Saturday, October 5, 2013

Mary Cassatt 1844-1926 paints self-portraits

Mary Cassatt was born into an affluent family in Pennsylvania on May 22, 1844. She studied at the Pennsylvania Academy of the Fine Arts, one of the country's leading art schools where only 20% of the students were women. Bored with the sluggish rate of teaching & the superior attitudes of both male pupils & instructors, Cassatt resolved to learn the old masters on her own. She afterward declared, "There was no teaching" at the Academy. Female pupils were not allowed to use live models at the time, and the primary figure training was drawing from casts.

Mary Cassatt (1844-1926). Self Portrait 1878

In 1865, Cassatt approached her parents with the idea of studying in Paris. Despite their initial objections, Cassatt's parents relented and allowed her to go. Because women were not admitted to the École des Beaux-Arts, she applied to learn in private with masters of the school. Cassatt increased her arts training with daily sessions at the Louvre where she had received a copying permit. The museum served as a social gathering place for female pupils, who were not permitted to go to cafes which the avant-garde artists met.

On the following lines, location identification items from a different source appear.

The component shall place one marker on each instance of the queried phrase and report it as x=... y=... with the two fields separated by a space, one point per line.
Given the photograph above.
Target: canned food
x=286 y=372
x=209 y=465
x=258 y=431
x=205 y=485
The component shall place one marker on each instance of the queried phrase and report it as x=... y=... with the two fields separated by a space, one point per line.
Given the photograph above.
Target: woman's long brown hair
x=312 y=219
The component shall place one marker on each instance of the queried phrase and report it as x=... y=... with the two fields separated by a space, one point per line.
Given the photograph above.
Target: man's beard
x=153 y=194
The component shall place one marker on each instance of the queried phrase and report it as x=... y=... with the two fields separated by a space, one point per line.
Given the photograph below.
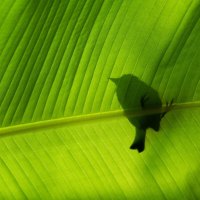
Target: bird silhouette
x=133 y=93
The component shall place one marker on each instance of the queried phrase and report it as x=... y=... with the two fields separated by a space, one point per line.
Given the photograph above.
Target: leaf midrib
x=66 y=121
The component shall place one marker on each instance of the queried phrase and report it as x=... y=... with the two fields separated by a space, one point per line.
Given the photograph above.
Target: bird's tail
x=139 y=142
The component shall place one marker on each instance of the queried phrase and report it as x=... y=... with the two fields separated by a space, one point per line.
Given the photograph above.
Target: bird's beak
x=114 y=80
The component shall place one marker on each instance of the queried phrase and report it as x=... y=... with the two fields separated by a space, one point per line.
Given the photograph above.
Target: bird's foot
x=167 y=108
x=144 y=99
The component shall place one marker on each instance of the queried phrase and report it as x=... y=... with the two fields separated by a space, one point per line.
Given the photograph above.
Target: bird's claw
x=167 y=108
x=143 y=99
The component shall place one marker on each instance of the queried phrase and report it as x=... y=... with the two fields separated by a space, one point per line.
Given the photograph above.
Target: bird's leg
x=168 y=108
x=143 y=99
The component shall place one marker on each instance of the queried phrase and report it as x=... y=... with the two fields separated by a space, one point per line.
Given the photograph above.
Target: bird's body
x=133 y=94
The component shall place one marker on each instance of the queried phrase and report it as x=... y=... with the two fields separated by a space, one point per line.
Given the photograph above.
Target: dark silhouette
x=132 y=94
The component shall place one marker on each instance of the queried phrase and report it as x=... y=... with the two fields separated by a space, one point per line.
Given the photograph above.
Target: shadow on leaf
x=132 y=94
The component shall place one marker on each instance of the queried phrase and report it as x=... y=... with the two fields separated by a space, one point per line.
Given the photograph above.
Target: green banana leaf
x=64 y=134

In Paris, Cassatt attended classes in the studios of the academic artists Jean Léon Gérôme & Thomas Couture. She also traveled extensively in Europe studying & copying old master paintings. In 1874, she settled permanently in Paris, where her work was regularly shown at the Salon, the annual government-sponsored exhibition.

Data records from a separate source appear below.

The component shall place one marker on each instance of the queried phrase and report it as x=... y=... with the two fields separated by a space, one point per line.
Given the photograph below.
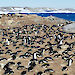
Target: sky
x=39 y=3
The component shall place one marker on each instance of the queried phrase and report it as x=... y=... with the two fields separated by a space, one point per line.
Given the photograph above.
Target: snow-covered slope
x=6 y=10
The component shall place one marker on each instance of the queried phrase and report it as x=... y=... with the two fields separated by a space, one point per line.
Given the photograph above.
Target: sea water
x=66 y=16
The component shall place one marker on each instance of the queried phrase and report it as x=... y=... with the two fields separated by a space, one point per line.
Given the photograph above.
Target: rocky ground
x=34 y=45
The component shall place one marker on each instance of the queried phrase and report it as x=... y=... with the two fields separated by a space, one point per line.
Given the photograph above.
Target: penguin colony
x=37 y=50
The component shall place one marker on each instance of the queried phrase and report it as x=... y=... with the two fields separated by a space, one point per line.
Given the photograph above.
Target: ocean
x=66 y=16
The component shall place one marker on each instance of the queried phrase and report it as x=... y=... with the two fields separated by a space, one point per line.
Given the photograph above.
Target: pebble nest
x=37 y=50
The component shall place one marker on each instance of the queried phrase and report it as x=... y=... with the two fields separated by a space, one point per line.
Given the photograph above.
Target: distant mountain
x=6 y=10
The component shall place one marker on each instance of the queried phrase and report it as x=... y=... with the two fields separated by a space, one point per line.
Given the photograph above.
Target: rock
x=69 y=28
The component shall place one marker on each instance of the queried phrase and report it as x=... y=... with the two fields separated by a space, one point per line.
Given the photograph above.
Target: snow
x=32 y=10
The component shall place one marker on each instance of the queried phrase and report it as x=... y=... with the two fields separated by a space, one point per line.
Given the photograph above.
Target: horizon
x=38 y=4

The following year she saw the pastel work of Edgar Degas, one of the leaders of the Impressionist movement, in a gallery window. Years later, Cassatt described the importance of this experience, "I used to go and flatten my nose against the window and absorb all I could of his art. It changed my life. I saw art then as I wanted to see it."

Mary Cassatt (1844-1926). Self Portrait 1880

Cassatt was one of a relatively small number of American women to become professional artists in the 19th-century when most women, particularly wealthy ones, did not pursue a career. But Cassatt was not working in order to survive.

When Cassatt settled in Paris, an artistic revolution was already underway in France. Artists were discovering new freedoms in chosing their subjects & styles and in where they showed their work to the public. Cassatt's career blossomed amid these changes, but even though she felt a personal freedom, the women she painted here are certainly proper ladies, a part of accepted society. Her subjects may be depicted in relaxed postures doing everyday activities, but there can be no doubt that they are "ladies."